Former Northwestern tennis player Katrina Adams rises to top of U.S.T.A.


Source: Katrina Adams

Katrina Adams, pictured during her time at Northwestern, returns a shot. The former Wildcat standout was named president of the U.S.T.A.

Kevin Casey, Sports Editor

For Katrina Adams, discovering tennis at all was unexpected.

“I had a middle-class background (growing up) because my parents were both teachers,” Adams said. “But I lived in a community where tennis wasn’t even thought of. I grew up on the West Side of Chicago, a predominantly black community, and it was about school and education and advancing ourselves.”

Yet this month, Adams was ushered in as the chairman, chief executive and president of the United States Tennis Association, the country’s governing body in the sport. The 46-year-old, a former Northwestern tennis player, is the youngest to head the organization. She is also the first African-American and first former professional player to hold the position.

“If you asked me (in her college days) if I thought that this was in her future, I wouldn’t have been able to say yes,” said Sandy Stap Clifton, a former NU women’s tennis coach. “But it doesn’t surprise me at all.”

Adams concurred with her ex-college coach, saying she had no inclination of one day becoming the leader of the U.S.T.A. when she joined the board back in 2005.

Clifton lured Adams to NU in 1986, following the latter’s stellar high school career that included two individual state titles in Illinois. While the team was a Big Ten juggernaut, Clifton said it was part luck — the cold weather and 30 to 45 minute drive each way to practice weren’t exactly enticing factors — and part locale — Adams could go to school near home — that allowed this star recruit to come to Evanston.

Adams added that her childhood affinity for the Cats and the school’s strong communications program also played a role.

And what a fruitful decision it was. Adams quickly acclimated, earning two first-team All-American honors at NU and winning the NCAA doubles championship in 1987 there as well.

She also had confidence in spades, said Diane Donnelly Stone, Adams’ doubles partner at NU.

“We kind of kept each other in check,” Stone said. “She was a lot more outwardly confident than I was. She kept saying, ‘When we win NCAAs,’ and I was like ‘If we win NCAAs.'”

Adams said she felt she instilled that no-lose mentality and a sense of bravado into Stone, and her success didn’t stop there. Adams left the University after two years to pursue a professional tennis career, a move she didn’t see as especially risky because she knew her game and there was no glaring lack of money at that level.

The college-to-professional jump is not the easiest, but Adams succeeded with flying colors. A doubles staple in the professional ranks, Adams captured 20 Women’s Tennis Association doubles titles between 1988 and 1999.

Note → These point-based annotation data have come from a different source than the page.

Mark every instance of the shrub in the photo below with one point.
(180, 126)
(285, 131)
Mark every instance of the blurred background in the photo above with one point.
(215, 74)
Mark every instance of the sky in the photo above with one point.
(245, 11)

Following her retirement from the sport, Adams contemplated starting her own foundation in Chicago when a couple of friends on the board of the Harlem Junior Tennis and Education Program — a-not-for-profit that introduces low-income inner city children to tennis — asked her if she would be interested in joining the group.

Adams said she thought about it and realized she could come to an established foundation and better it. She became the organization’s executive director, a post she still holds today.

The serious time commitment of her new position at the U.S.T.A. is already apparent to Adams, who said she has meetings in California, at the Australian Open and at the Fed Cup in the next three weeks.

“With the U.S.T.A. the biggest thing is putting in the time because this is a non-paying position,” Stone said.

Adams also has clear goals. Her main objectives for her term are to get children more involved in the game and get a Hispanic population that is disengaged from tennis at all levels interested in the sport. Adams is already engaging a task force that will look into the ways the U.S.T.A. can attract these Hispanic communities to the sport.

Adams said she is cognizant of what it means to be the first African-American head of the U.S.T.A. But for a woman who has a long, varied career consistently marked by success, nailing her new role is the focus.

“I happen to be African-American, and that brings a lot more notoriety to me being in that position right now,” she said. “But it’s really about my belief in wanting to make a difference and the guidance and leadership that I have to be able to instill in others. Right now I have a huge task at hand.”